La
sociedad actual es la mayor productora de información de toda la historia de la
humanidad. Crovi y Lozano afirman que el
volumen de información se multiplica cada diez o quince años y que esa explosión
informativa provoca entre los ciudadanos una permanente sensación de incertidumbre, entendiendo como tal, una circunstancia donde abundan las dudas, la indeterminación
y la inseguridad. En este contexto, el término sobreinformado ya se maneja con sentido
peyorativo, y autores como el profesor Pablo Mendelevich no dudan en usarlo como
sinónimo de mal informado. De la misma forma, Wiesel, premio Nobel de la Paz en
1986, afirma la convergencia de sentido entre ambos términos. También Umberto
Eco se ha pronunciado sobre el tema en la misma línea cuando se pregunta ¿qué
diferencia hay entre un periódico que diga todo lo que uno no puede leer y un
periódico que no diga nada?
La literatura autorizada es
concordante con la sentencia de Wiesel, a la que se suma la reflexión de J.L. Borges cuando escribe que “pensar es olvidar
diferencias, es generalizar, abstraer y abstraerse en un mundo abarrotado de detalles.

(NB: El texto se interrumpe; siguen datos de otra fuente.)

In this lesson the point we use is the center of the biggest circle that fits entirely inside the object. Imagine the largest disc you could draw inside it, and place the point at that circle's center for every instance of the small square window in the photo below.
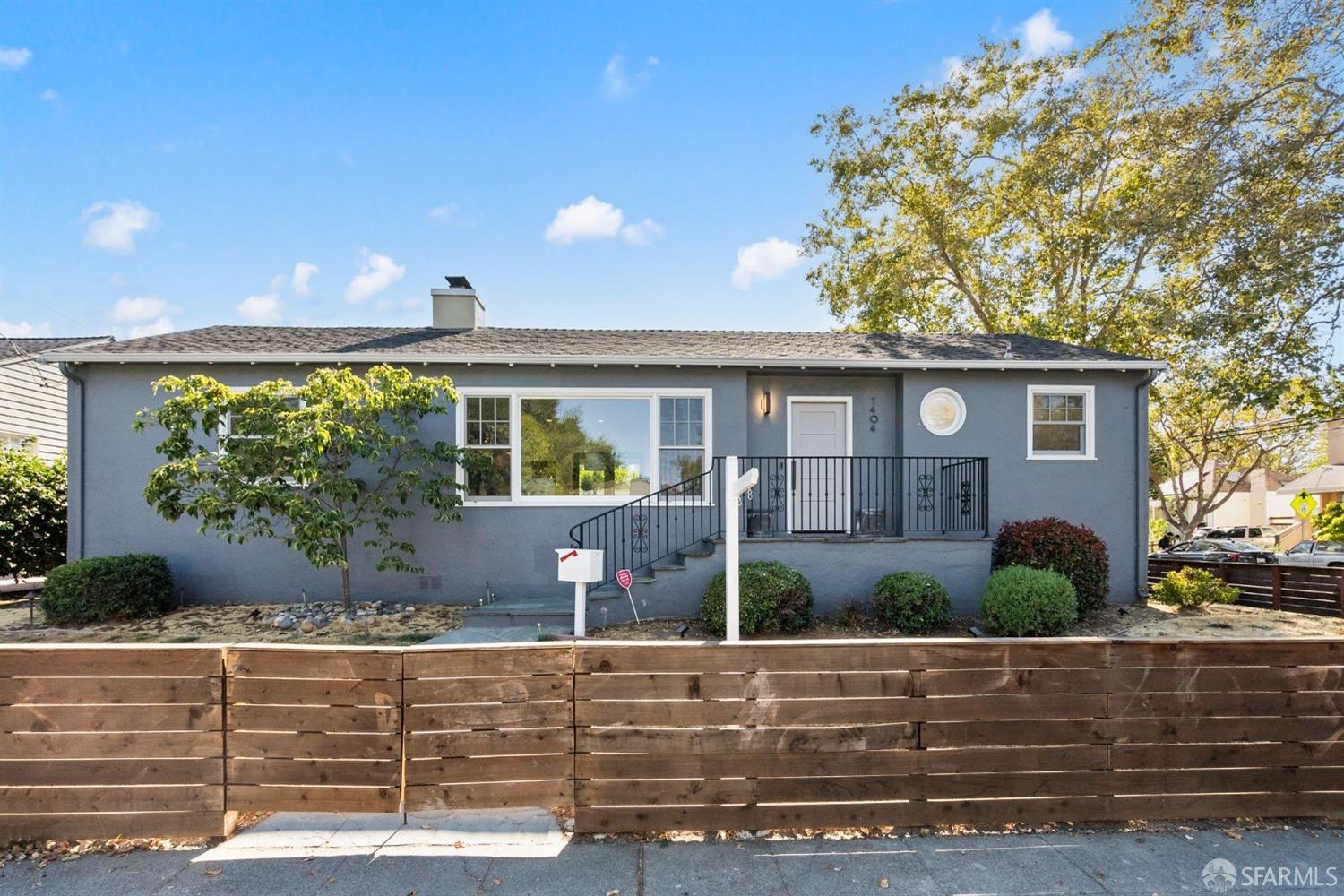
(1061, 422)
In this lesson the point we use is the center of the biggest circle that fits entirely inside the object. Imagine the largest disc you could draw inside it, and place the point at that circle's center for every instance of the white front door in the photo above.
(819, 466)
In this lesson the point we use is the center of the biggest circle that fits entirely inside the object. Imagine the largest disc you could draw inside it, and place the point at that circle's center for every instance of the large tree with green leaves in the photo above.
(1172, 190)
(319, 465)
(32, 512)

Para el profesor Franganillo, la censura en democracia funciona
por asfixia. Para él, una forma de vetar contenidos es sobrecargarlos de
información y así diluir la capacidad de encontrar lo que buscamos. Es una
opinión razonable pero solo es eso, una opinión con forma de hipérbole cuyo
objetivo final es remover las actitudes pasivas de los lectores. En cualquier caso, hablaríamos de una censura no intencional, que se
produce de forma espontánea y casi inevitable por las complejas características
del crecimiento sin precedentes de la información en el momento actual. El
mismo autor ofrece la clave para moderar ese efecto censura por sobrecarga
informativa cuando sugiere que la gestión de
la información debe formar parte importante de nuestra vida.